Doch der „Frikadellen-Porsche“ blieb auf der Piste und machte sich daran Boden auf die Spitze gut zu machen. Doch in der siebten Runde musste Abbelen unfreiwillig an die Box. Mit einem Plattfuß schlich er über die Nordschleife. Der Porsche wurde von Platz 5 auf Rang 18 durchgereicht. In der Box übernahm Sabine Schmitz den Boliden. Mit neuen Reifen und großen Siegeswillen preschte sie los.
Am Ende ihres Turns war wieder alles im Lot. Der Porsche mit der Nummer 97 kam auf Gesamtrang fünf zum planmäßigen Boxenstopp. Abbelen übernahm wieder das Steuer und holte weiter auf.
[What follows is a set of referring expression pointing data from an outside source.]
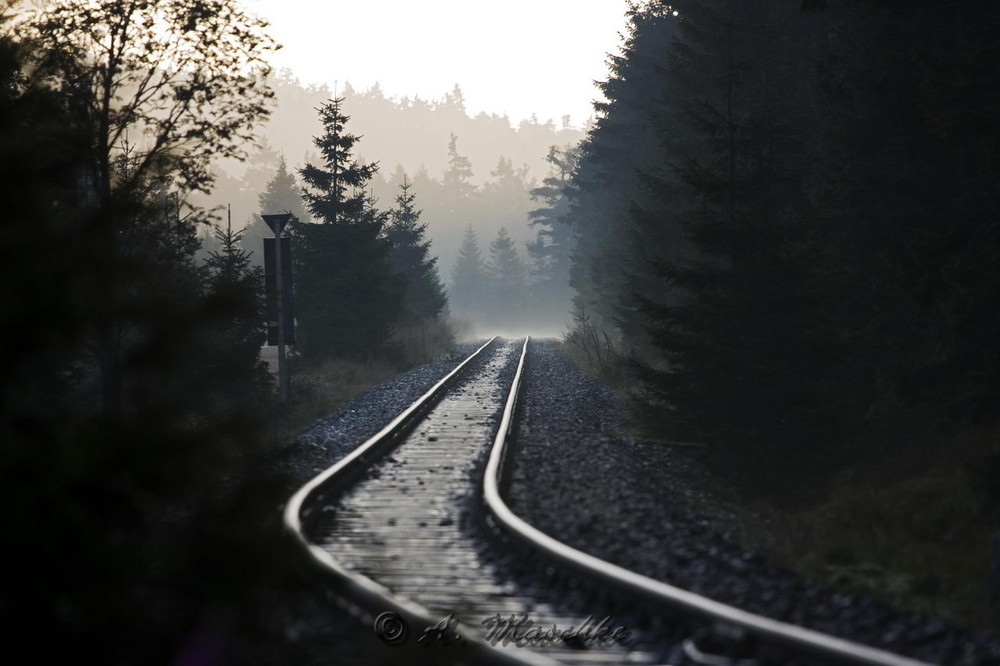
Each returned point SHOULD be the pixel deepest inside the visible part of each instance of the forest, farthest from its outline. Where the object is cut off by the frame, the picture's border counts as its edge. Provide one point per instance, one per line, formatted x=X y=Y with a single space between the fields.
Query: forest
x=779 y=239
x=787 y=243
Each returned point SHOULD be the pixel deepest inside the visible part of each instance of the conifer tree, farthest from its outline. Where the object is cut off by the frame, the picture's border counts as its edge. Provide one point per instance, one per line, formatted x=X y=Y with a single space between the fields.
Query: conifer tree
x=235 y=295
x=411 y=257
x=468 y=277
x=551 y=251
x=347 y=296
x=507 y=277
x=458 y=176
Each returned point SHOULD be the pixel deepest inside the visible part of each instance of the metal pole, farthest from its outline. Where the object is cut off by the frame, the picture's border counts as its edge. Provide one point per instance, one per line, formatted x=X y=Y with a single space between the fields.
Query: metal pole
x=282 y=365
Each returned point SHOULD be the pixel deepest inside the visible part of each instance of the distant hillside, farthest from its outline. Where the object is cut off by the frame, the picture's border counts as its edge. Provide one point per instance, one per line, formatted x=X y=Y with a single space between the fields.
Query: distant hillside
x=410 y=135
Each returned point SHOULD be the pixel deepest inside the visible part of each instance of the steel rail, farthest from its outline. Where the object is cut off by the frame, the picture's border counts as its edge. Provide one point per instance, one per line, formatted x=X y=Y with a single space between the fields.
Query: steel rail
x=364 y=593
x=798 y=639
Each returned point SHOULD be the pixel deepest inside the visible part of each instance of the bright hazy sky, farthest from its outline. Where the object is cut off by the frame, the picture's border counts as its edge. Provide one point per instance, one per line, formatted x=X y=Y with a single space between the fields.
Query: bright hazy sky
x=513 y=57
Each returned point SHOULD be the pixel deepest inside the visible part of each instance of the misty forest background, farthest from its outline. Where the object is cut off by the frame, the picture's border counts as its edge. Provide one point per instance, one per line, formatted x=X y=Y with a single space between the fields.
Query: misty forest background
x=779 y=239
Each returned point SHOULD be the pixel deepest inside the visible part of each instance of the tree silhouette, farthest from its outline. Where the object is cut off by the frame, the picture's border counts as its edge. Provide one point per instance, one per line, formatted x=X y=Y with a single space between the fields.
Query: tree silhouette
x=425 y=297
x=348 y=298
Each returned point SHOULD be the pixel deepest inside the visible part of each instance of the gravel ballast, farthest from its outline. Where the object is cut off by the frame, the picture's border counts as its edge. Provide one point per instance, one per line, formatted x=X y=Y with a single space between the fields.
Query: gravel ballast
x=579 y=477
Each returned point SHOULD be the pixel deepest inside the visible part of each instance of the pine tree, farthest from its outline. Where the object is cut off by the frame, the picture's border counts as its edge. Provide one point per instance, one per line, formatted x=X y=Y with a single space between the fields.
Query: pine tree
x=458 y=176
x=347 y=296
x=336 y=191
x=235 y=296
x=468 y=278
x=507 y=278
x=551 y=251
x=425 y=297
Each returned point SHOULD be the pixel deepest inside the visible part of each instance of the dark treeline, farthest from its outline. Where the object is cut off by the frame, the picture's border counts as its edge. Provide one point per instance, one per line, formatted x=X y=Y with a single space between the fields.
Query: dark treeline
x=138 y=460
x=787 y=221
x=133 y=394
x=787 y=218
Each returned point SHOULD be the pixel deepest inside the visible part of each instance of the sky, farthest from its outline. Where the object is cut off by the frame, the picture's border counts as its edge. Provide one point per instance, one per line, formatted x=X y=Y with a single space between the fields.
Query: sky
x=513 y=57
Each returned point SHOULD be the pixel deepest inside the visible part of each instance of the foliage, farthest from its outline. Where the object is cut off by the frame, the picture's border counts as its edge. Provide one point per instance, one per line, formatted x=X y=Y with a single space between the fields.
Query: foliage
x=786 y=219
x=98 y=259
x=411 y=258
x=348 y=298
x=468 y=277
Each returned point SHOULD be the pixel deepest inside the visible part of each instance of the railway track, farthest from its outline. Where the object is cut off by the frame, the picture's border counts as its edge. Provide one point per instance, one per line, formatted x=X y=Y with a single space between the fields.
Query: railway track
x=411 y=530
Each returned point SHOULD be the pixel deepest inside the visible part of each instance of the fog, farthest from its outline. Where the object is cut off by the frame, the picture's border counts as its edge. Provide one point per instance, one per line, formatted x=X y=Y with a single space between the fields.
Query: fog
x=466 y=170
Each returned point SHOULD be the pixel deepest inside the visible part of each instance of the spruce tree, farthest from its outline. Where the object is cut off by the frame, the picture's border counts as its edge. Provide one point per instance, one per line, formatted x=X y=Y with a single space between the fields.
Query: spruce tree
x=507 y=278
x=458 y=176
x=235 y=290
x=347 y=296
x=468 y=278
x=551 y=251
x=411 y=257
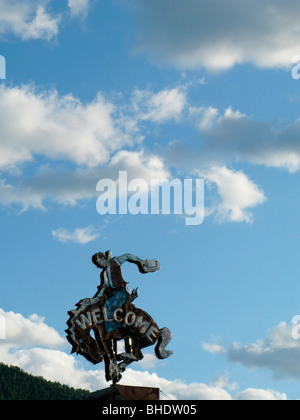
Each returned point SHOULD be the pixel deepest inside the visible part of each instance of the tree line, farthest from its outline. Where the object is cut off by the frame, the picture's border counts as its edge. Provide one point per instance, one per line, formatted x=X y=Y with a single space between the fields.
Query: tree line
x=15 y=384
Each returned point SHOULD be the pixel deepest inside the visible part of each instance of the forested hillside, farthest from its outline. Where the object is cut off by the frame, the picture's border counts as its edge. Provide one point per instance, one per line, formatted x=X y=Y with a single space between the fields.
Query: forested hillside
x=15 y=384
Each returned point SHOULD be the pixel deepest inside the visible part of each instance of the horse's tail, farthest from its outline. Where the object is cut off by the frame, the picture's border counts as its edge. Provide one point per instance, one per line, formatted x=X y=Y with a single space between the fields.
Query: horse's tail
x=163 y=340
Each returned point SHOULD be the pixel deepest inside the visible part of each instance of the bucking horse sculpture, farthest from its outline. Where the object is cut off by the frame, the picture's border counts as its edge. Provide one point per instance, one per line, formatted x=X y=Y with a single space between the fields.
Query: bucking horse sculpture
x=98 y=323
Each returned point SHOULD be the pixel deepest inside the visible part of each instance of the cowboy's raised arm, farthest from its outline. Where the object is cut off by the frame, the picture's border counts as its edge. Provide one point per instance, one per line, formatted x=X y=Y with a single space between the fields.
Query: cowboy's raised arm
x=145 y=266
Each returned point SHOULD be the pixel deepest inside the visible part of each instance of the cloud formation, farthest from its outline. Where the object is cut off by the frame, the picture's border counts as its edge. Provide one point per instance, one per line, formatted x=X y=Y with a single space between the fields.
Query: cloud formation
x=218 y=34
x=28 y=19
x=80 y=236
x=37 y=348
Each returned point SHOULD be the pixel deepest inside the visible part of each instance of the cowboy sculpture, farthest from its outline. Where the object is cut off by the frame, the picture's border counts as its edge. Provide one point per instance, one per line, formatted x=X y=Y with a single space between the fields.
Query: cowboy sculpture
x=98 y=323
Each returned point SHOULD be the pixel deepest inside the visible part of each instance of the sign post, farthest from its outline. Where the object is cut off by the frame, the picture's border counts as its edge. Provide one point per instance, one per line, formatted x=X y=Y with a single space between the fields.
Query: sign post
x=97 y=324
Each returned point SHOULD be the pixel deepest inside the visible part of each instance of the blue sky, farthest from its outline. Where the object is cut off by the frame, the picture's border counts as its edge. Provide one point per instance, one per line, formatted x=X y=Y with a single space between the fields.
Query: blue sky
x=174 y=89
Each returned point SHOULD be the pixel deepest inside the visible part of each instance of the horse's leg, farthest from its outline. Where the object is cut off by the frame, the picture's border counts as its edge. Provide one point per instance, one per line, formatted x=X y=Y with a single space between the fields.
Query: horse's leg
x=112 y=369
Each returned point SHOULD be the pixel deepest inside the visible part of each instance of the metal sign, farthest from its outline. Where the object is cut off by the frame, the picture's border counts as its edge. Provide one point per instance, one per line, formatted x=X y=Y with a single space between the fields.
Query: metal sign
x=98 y=323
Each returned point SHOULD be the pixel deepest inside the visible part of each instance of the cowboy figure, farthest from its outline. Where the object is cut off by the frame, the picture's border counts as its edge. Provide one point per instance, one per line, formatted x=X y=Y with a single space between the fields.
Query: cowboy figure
x=113 y=291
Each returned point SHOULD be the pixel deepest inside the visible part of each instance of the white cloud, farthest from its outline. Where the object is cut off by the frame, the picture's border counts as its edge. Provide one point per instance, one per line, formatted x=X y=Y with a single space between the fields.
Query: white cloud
x=251 y=394
x=28 y=332
x=219 y=34
x=28 y=19
x=57 y=127
x=78 y=7
x=237 y=194
x=35 y=347
x=71 y=187
x=80 y=236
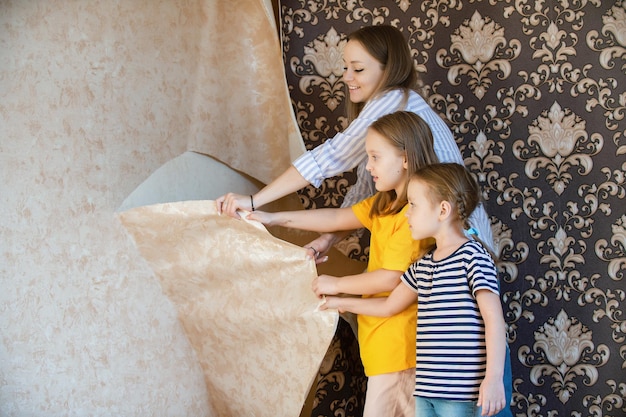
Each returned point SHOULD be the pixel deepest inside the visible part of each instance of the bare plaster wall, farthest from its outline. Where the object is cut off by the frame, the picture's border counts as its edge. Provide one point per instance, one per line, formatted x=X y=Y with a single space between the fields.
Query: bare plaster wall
x=95 y=96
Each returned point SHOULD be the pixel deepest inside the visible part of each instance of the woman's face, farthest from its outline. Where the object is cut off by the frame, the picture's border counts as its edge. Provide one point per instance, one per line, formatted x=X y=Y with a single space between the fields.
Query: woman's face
x=362 y=72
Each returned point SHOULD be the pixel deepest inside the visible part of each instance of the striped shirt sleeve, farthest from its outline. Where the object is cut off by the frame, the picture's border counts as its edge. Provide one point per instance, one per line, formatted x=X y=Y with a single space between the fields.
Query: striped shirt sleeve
x=346 y=149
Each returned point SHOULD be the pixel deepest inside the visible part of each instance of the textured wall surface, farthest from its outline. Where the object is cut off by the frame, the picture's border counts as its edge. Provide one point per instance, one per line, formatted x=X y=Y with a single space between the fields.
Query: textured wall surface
x=95 y=97
x=534 y=94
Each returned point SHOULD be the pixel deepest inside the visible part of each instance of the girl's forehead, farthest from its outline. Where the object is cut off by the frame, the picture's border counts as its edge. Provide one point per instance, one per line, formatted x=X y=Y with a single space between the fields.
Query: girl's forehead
x=375 y=139
x=354 y=51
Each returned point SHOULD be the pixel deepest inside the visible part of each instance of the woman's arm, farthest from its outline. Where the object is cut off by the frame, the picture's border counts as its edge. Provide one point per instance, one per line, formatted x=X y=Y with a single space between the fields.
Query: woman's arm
x=491 y=396
x=288 y=182
x=366 y=283
x=399 y=300
x=317 y=220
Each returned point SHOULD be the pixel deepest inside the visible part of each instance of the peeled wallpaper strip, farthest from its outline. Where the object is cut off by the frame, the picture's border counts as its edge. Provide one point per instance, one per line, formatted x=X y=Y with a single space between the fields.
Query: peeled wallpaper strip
x=244 y=299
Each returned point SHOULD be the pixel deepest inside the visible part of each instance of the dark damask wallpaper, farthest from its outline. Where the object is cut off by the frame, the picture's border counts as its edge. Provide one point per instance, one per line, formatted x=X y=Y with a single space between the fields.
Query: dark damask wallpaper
x=535 y=93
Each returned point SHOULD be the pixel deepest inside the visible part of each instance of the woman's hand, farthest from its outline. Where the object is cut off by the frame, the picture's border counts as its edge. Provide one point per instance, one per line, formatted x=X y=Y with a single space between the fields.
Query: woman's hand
x=230 y=203
x=262 y=217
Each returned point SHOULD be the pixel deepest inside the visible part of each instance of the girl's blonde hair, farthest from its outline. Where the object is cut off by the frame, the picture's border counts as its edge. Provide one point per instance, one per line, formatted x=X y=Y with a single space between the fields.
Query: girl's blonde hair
x=453 y=183
x=389 y=47
x=410 y=134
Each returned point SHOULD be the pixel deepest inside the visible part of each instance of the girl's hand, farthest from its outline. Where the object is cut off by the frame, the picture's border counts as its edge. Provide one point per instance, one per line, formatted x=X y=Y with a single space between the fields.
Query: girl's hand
x=331 y=303
x=491 y=396
x=230 y=203
x=325 y=285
Zwischenzeitlich war das Duo sogar auf Platz zwei vorgefahren, doch am Ende konnten die beiden nicht ganz das Tempo gehen. Hinter dem Getrag – BMW M3 und dem Schall – Opel Astra OPC (einem ehemaligen DTM-Auto) reihte sich der „Frikadellen-Porsche“ ein. Wie schon vor wenigen Wochen wurden Sabine Schmitz und Klaus Abbelen also dritte. Mit nur einem Unterschied: jetzt waren sie das schnellste Porsche-Team.
Platz drei in der inoffiziellen Porsche-Rangliste belegte AGON Motorsport. Mit ihrem 996 GT3 Cup holten sich Jörn Schmidt-Staade, Stefan Müller und Thomas Koll Platz 6 im Gesamtklassement. In der Klasse Cup 4 wurde das Trio zweiter. Auch die zweitschnellste Rennrunde innerhalb der Klasse gehörte hinterher AGON Motorsport. Allerdings fuhr das Team mit einem lachenden und einem weinenden Auge vom Nürburgring nach Hause. Der zweite 996 GT3 Cup sah die Zielflagge nicht. Nach gut der Hälfte der Zeit hatte der Porsche einen heftigen Einschlag in die Leitplanke. Für Stefan Peters, Klaus Hahn, Andreas Eberhardt und Nico Unteregger war das Rennen deshalb frühzeitig beendet.